Sua permanência talvez decorra de uma característica comum às grandes narrativas simbólicas: elas jamais se deixam reduzir a um único significado.

Os mitos não falam apenas de acontecimentos, mas de estados da alma, de experiências fundamentais da existência e de dimensões da realidade que dificilmente poderiam ser expressas apenas por conceitos. Sua verdade não reside exclusivamente no enredo, mas nas imagens que continuam a despertar reconhecimento interior em sucessivas gerações de leitores.

Traduzir um mito, portanto, não consiste apenas em transpor palavras de uma língua para outra. Significa procurar preservar uma experiência de sentido: sua atmosfera espiritual, seu ritmo, sua força imaginativa e o horizonte simbólico em que a narrativa originalmente respira. Toda tradução é, em alguma medida, uma interpretação.

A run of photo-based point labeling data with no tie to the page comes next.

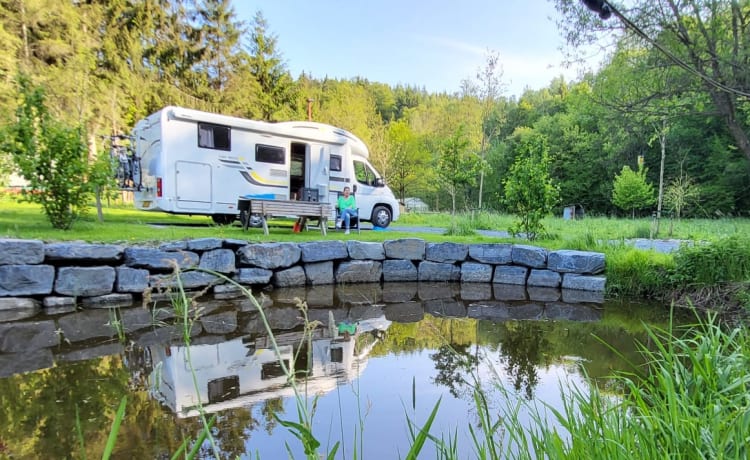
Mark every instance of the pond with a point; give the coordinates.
(380, 356)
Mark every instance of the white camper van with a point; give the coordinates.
(193, 162)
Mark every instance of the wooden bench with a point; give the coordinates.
(269, 208)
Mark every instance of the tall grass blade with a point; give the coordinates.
(119, 415)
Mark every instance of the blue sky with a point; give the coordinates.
(431, 44)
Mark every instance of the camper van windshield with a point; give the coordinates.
(364, 173)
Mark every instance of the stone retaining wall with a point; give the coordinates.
(61, 277)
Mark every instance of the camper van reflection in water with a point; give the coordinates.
(247, 370)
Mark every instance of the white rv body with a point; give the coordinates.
(194, 162)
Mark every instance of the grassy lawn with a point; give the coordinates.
(124, 224)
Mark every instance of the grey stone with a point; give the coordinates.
(584, 282)
(18, 308)
(56, 305)
(407, 312)
(21, 252)
(234, 244)
(405, 248)
(543, 294)
(529, 256)
(581, 262)
(91, 352)
(156, 260)
(116, 300)
(544, 278)
(23, 336)
(83, 253)
(270, 255)
(508, 292)
(445, 308)
(84, 281)
(365, 250)
(188, 280)
(134, 280)
(436, 271)
(432, 290)
(359, 271)
(399, 270)
(173, 246)
(26, 280)
(88, 324)
(26, 361)
(571, 312)
(350, 295)
(510, 274)
(294, 276)
(578, 296)
(320, 296)
(491, 253)
(253, 276)
(218, 260)
(220, 323)
(204, 244)
(476, 291)
(399, 292)
(319, 251)
(472, 272)
(446, 252)
(319, 273)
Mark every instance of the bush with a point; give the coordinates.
(726, 260)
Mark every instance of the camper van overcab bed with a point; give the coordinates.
(194, 162)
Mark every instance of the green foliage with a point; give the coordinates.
(723, 261)
(457, 167)
(50, 156)
(529, 191)
(680, 194)
(631, 190)
(637, 273)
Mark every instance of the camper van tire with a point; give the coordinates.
(381, 216)
(223, 219)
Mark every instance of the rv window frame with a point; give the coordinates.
(225, 134)
(262, 149)
(336, 163)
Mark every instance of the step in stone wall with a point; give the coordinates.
(61, 277)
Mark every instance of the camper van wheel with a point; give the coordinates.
(223, 219)
(381, 216)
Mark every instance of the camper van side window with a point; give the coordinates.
(214, 137)
(335, 163)
(270, 154)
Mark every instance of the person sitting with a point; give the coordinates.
(348, 208)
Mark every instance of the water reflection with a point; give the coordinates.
(247, 370)
(412, 341)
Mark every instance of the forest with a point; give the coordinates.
(671, 101)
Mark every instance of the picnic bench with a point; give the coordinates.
(266, 209)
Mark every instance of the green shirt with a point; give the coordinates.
(347, 203)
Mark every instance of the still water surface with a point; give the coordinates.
(402, 358)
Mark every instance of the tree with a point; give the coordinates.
(705, 40)
(457, 166)
(51, 156)
(681, 193)
(631, 191)
(529, 191)
(278, 91)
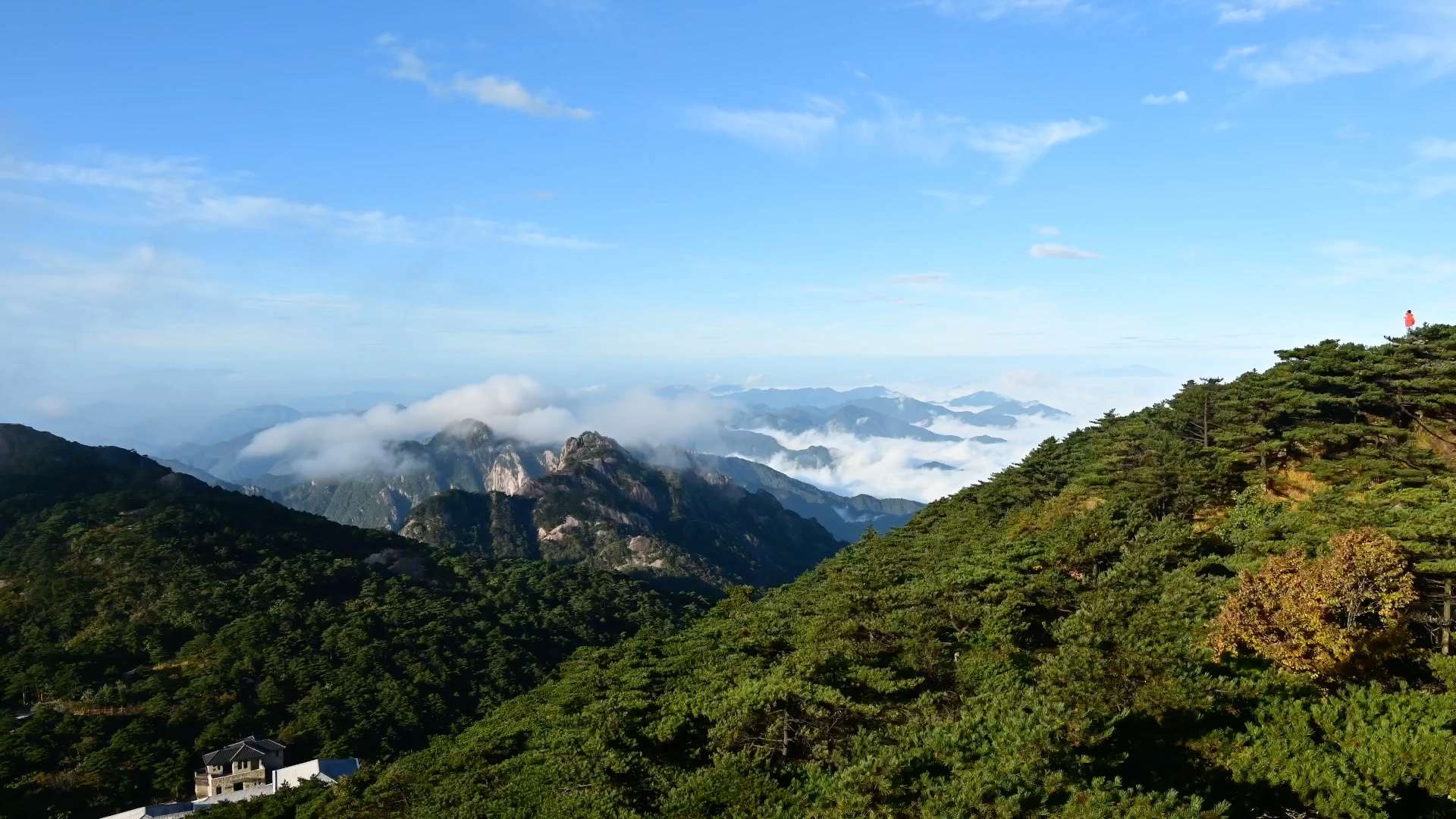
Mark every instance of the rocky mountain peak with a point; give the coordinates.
(590, 449)
(466, 430)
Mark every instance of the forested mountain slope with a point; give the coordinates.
(1038, 645)
(146, 618)
(603, 507)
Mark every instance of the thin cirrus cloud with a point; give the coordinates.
(956, 200)
(791, 131)
(1019, 146)
(1315, 60)
(180, 191)
(1435, 149)
(996, 9)
(1166, 98)
(927, 136)
(1257, 11)
(1354, 261)
(1062, 253)
(485, 89)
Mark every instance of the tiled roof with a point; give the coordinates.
(243, 749)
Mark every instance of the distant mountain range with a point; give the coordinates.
(845, 518)
(875, 411)
(603, 507)
(466, 457)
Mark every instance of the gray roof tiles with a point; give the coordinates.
(243, 749)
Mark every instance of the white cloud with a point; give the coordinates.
(501, 93)
(1062, 253)
(510, 93)
(928, 136)
(1258, 9)
(52, 407)
(993, 9)
(792, 131)
(1235, 55)
(514, 407)
(1354, 261)
(1315, 60)
(919, 279)
(1165, 98)
(956, 200)
(1435, 149)
(1432, 187)
(1018, 146)
(181, 191)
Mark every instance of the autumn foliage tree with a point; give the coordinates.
(1327, 617)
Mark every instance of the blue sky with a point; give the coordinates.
(258, 202)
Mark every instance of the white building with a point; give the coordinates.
(243, 770)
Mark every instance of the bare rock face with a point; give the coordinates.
(507, 474)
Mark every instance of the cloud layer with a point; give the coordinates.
(1062, 253)
(181, 191)
(928, 136)
(513, 406)
(485, 89)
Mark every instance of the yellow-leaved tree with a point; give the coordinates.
(1329, 617)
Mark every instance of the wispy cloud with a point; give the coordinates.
(181, 191)
(1235, 55)
(1435, 149)
(928, 136)
(1315, 60)
(1354, 261)
(1018, 146)
(956, 200)
(487, 89)
(1258, 9)
(1062, 253)
(792, 131)
(919, 279)
(995, 9)
(1166, 98)
(1430, 187)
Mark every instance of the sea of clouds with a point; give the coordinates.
(519, 407)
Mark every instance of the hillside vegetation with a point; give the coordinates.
(146, 618)
(1038, 645)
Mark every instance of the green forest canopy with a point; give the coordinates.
(147, 618)
(1031, 646)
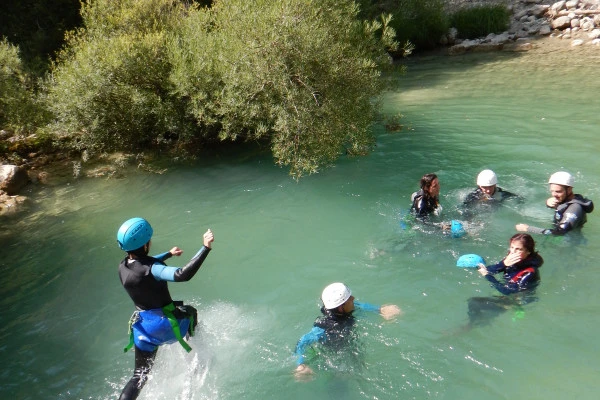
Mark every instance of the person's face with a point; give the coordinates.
(559, 192)
(348, 306)
(434, 188)
(516, 247)
(489, 190)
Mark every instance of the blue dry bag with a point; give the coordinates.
(469, 261)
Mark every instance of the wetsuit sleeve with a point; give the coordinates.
(494, 269)
(366, 306)
(315, 335)
(570, 219)
(186, 273)
(173, 274)
(511, 287)
(163, 256)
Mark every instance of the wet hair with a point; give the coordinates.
(426, 182)
(525, 239)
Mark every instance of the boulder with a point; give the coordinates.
(12, 179)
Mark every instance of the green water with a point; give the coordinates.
(64, 314)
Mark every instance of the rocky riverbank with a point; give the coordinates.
(576, 22)
(561, 25)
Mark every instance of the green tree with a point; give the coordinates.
(304, 75)
(19, 111)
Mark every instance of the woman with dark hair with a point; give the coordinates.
(520, 266)
(426, 201)
(521, 276)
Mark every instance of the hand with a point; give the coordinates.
(208, 238)
(521, 227)
(176, 251)
(389, 311)
(512, 259)
(303, 373)
(552, 202)
(482, 269)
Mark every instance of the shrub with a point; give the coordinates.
(110, 87)
(419, 22)
(19, 109)
(302, 74)
(481, 20)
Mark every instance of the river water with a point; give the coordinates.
(63, 320)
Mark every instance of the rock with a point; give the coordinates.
(559, 5)
(561, 23)
(12, 204)
(571, 4)
(12, 179)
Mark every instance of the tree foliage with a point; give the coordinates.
(301, 74)
(19, 110)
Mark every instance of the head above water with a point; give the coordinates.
(525, 240)
(430, 185)
(487, 177)
(335, 295)
(134, 234)
(562, 178)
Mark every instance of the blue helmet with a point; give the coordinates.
(134, 233)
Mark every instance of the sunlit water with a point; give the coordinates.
(63, 318)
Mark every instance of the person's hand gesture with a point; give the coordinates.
(208, 238)
(176, 251)
(389, 311)
(521, 227)
(552, 202)
(303, 373)
(512, 259)
(482, 269)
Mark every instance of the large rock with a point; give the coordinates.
(561, 23)
(12, 179)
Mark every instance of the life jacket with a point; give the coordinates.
(424, 205)
(158, 320)
(144, 289)
(337, 327)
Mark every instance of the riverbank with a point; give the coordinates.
(569, 27)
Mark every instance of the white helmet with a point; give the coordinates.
(335, 295)
(487, 177)
(561, 178)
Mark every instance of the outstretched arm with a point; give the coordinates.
(166, 273)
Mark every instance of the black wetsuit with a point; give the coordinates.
(568, 216)
(423, 205)
(145, 280)
(518, 288)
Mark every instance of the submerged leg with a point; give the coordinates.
(484, 309)
(143, 365)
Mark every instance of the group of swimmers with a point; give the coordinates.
(520, 267)
(159, 320)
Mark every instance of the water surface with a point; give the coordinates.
(279, 242)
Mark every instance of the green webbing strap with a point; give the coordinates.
(132, 321)
(168, 311)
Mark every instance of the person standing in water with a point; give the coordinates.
(334, 328)
(158, 319)
(520, 276)
(487, 190)
(570, 208)
(426, 201)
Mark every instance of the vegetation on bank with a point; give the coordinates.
(303, 76)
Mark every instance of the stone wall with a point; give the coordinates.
(577, 21)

Esta edição assume conscientemente esse caráter hermenêutico.

Não se buscou aqui nem a rigidez de uma reconstrução arqueológica, nem a atualização arbitrária do relato segundo as sensibilidades do presente. Procurou-se outro caminho: permanecer fiel ao espírito da tradição, permitindo que o texto continue vivo para o leitor contemporâneo sem perder sua antiga espessura simbólica. Essa fidelidade compreende tanto a arquitetura narrativa legada por Apuleio quanto o horizonte simbólico em que sua obra continua a ser compreendida. Por essa razão, os nomes das divindades aparecem, em regra, em suas formas gregas, não como uma correção do texto latino, mas como expressão da tradição através da qual o mito atravessou os séculos e permaneceu vivo na memória do Ocidente.

As ilustrações históricas que acompanham esta edição participam do mesmo propósito. Reunidas a partir do acervo do Metropolitan Museum of Art, elas testemunham como o mito continuou a ser contemplado e recriado ao longo dos séculos. Gravadores, pintores e artistas do Renascimento reconheceram em Eros e Psiquê não apenas uma narrativa exemplar, mas uma imagem da alma humana em sua travessia entre o visível e o invisível. Essas obras não ilustram simplesmente o texto; pertencem, elas próprias, à história de sua recepção.

A tradição, nesse sentido, não constitui um obstáculo à compreensão: ela é a condição da própria compreensão. Não lemos fora da tradição, mas a partir dela. Toda leitura autêntica nasce do encontro entre o horizonte antigo da obra e o horizonte vivo daquele que a contempla.

Também por isso, a linguagem desta tradução não foi tratada como simples instrumento de transmissão verbal. Em certas obras, a palavra não comunica apenas um conteúdo: participa da própria revelação do sentido. Ritmo, cadência, imagem e sonoridade tornam-se inseparáveis da experiência simbólica que o texto procura oferecer.

Esta edição nasce, assim, do encontro entre diferentes respirações do mito. Apuleio permanece como a fonte narrativa fundamental e o artífice da extraordinária arquitetura simbólica da narrativa. Entre as vozes modernas que acompanharam este trabalho, a tradução de Ruth Guimarães ofereceu uma sobriedade literária e uma densidade imagética de grande valor, enquanto o poema em doze cantos de Robert Bridges contribuiu para recuperar algo da musicalidade e da atmosfera encantatória que frequentemente se atenuam nas versões excessivamente literais. Nenhuma dessas obras foi tomada como modelo exclusivo; cada uma contribuiu, à sua maneira, para aproximar esta edição da atmosfera espiritual que o mito preservou através dos séculos.

O resultado não pretende substituir o texto antigo, nem oferecer sua interpretação definitiva. Procura, antes, criar as condições para um novo encontro entre o leitor e uma narrativa que permanece viva justamente porque nunca cessou de falar à alma humana. Esta tradução deseja apenas restituir esse encontro, preservando, tanto quanto possível, a força simbólica, a beleza poética e a atmosfera espiritual que atravessam o relato de Apuleio. Certos livros não foram escritos apenas para serem compreendidos; foram escritos para serem contemplados, habitados e, por fim, para transformar aqueles que se deixam ler por eles.